The Clapper Loader / 2nd AC –Yes, you do need one! Tapes still have to be changed and labelled and
report sheets prepared for the cutting room. Some new cameras record to Flash Mags or hard drives which
need to be downloaded to HDCam tape or a back up drive. This is often done in real time, so a 10 minute
flash mag takes 10 minutes to download to tape, plus time to check it has copied successfully, the flash
mag is then wiped (do you really want a trainee to do this?) before being returned to set. Other cameras
record direct to hard drives, which require a similar workflow to flash mags. Cabling has also become far
more complex, and if a remote record deck is used, the 2nd Ac is responsible for its set-up and maintenance
as well as switching it in and out of record. Just as checking the gate has transferred over to HD, so has the
use of the clapperboard. It is quite extraordinary that with all this new technology, absolutely the best and
most reliable method of keeping sound in sync is to bang two bits of wood together! The clapperboard is
also useful for identifying time code errors that can occur from time to time. Talk to any editor or post
house and they will invariably ask for a fully marked up slate even if you are using time code. The slate is
also the best place to put additional information about the shot such as lens height, focal length and
inclination for special effects work.

The Camera Trainee
- With all the additional equipment to set up and boxes to move, an intelligent
trainee is an incredibly cost effective addition to any set. In addition to all the good arguments for having a
trainee, just where do you think your future crew will come from?

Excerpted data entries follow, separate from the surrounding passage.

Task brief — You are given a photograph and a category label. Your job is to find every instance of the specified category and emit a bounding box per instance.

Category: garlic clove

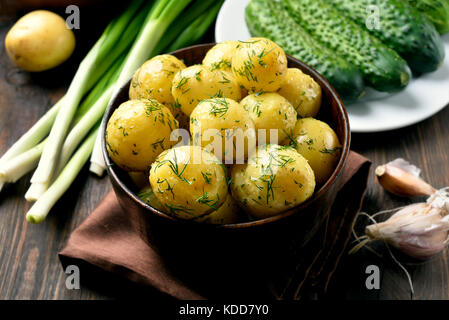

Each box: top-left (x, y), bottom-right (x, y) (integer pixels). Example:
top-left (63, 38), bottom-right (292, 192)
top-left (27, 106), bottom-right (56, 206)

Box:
top-left (365, 203), bottom-right (449, 259)
top-left (375, 162), bottom-right (436, 197)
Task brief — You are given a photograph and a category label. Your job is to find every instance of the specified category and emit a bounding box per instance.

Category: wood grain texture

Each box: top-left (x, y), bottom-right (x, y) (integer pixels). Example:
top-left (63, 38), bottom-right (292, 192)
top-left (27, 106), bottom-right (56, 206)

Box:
top-left (0, 9), bottom-right (449, 300)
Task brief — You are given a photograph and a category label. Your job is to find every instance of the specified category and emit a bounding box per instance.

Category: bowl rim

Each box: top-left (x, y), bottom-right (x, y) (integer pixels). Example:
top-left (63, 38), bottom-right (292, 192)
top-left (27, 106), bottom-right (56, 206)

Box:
top-left (100, 42), bottom-right (351, 229)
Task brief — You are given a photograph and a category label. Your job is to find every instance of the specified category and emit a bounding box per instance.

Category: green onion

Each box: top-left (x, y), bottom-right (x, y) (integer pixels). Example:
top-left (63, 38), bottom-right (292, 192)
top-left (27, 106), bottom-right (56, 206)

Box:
top-left (26, 126), bottom-right (98, 223)
top-left (0, 140), bottom-right (45, 183)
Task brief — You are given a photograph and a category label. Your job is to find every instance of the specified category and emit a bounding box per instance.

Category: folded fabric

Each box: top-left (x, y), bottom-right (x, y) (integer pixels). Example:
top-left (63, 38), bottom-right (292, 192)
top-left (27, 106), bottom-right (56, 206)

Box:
top-left (59, 152), bottom-right (371, 299)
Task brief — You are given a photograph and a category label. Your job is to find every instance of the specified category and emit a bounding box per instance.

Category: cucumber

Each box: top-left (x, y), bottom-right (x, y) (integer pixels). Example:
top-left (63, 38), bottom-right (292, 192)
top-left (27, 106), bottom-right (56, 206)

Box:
top-left (245, 0), bottom-right (365, 103)
top-left (403, 0), bottom-right (449, 34)
top-left (327, 0), bottom-right (445, 75)
top-left (282, 0), bottom-right (411, 92)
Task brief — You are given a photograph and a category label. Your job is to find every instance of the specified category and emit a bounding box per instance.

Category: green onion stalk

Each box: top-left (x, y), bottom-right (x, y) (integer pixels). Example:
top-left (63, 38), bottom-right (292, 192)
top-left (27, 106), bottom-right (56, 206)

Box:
top-left (0, 57), bottom-right (124, 189)
top-left (26, 123), bottom-right (99, 223)
top-left (25, 0), bottom-right (148, 201)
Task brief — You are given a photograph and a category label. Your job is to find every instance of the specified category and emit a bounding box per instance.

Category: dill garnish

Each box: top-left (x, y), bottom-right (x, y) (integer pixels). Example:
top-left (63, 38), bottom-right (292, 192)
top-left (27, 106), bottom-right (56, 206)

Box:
top-left (320, 147), bottom-right (341, 154)
top-left (176, 77), bottom-right (189, 89)
top-left (201, 171), bottom-right (212, 184)
top-left (203, 98), bottom-right (229, 118)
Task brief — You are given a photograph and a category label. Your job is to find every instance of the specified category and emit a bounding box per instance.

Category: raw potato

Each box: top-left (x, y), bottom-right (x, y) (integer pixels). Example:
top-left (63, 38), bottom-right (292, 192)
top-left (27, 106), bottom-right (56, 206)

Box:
top-left (5, 10), bottom-right (75, 72)
top-left (240, 93), bottom-right (298, 145)
top-left (278, 68), bottom-right (321, 118)
top-left (190, 98), bottom-right (256, 164)
top-left (172, 65), bottom-right (241, 116)
top-left (150, 146), bottom-right (228, 220)
top-left (231, 145), bottom-right (315, 218)
top-left (201, 194), bottom-right (240, 224)
top-left (232, 38), bottom-right (287, 93)
top-left (203, 40), bottom-right (239, 71)
top-left (106, 99), bottom-right (178, 171)
top-left (291, 118), bottom-right (341, 184)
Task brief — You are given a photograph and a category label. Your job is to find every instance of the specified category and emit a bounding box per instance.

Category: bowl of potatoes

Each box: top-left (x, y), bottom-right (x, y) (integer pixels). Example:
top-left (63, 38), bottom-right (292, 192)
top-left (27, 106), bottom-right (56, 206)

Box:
top-left (102, 38), bottom-right (350, 252)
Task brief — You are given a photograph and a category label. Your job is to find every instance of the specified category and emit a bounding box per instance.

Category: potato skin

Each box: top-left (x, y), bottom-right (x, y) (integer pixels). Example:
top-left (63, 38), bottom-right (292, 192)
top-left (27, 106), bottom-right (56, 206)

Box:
top-left (278, 68), bottom-right (321, 118)
top-left (291, 118), bottom-right (341, 184)
top-left (5, 10), bottom-right (75, 72)
top-left (129, 54), bottom-right (186, 121)
top-left (171, 65), bottom-right (241, 116)
top-left (190, 98), bottom-right (256, 164)
top-left (240, 92), bottom-right (297, 144)
top-left (231, 145), bottom-right (315, 218)
top-left (232, 38), bottom-right (287, 93)
top-left (106, 99), bottom-right (178, 171)
top-left (203, 40), bottom-right (238, 72)
top-left (150, 146), bottom-right (228, 220)
top-left (201, 194), bottom-right (240, 224)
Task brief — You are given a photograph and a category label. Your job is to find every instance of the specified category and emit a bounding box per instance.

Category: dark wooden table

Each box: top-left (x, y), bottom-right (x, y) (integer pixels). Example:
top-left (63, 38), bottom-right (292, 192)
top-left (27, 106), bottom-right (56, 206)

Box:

Video Assist - When shooting in HD it seems every benefit brings an associated cost. The benefit of being
able to effectively view your ‘rushes’ live in terms of quality control (you can tell if there is a focus
problem and potentially strike sets earlier than you can with film) is somewhat offset by the fact that
setting up Video Village is now a time consuming and complex business that can not be left to a trainee;
you will need a properly trained Video assist technician and often a Video assist assistant.

Gaffer and Sparks -
There is another popularly held misconception that HD cameras require less light.
This is a fallacy. Most HD cameras have an equivalent film speed or sensitivity to light as 320ASA film
stock, sometimes a little more, sometimes less. The DoP will frequently be lighting to balance with
existing sources such as daylight or practical lamps within the sets and consequently, exactly the same
amount of light is required no matter how you photograph the image. The number of electricians required
is more likely to be dictated by the script and schedule than by what you are recording the image on. This
goes for the quantity of lights required as well.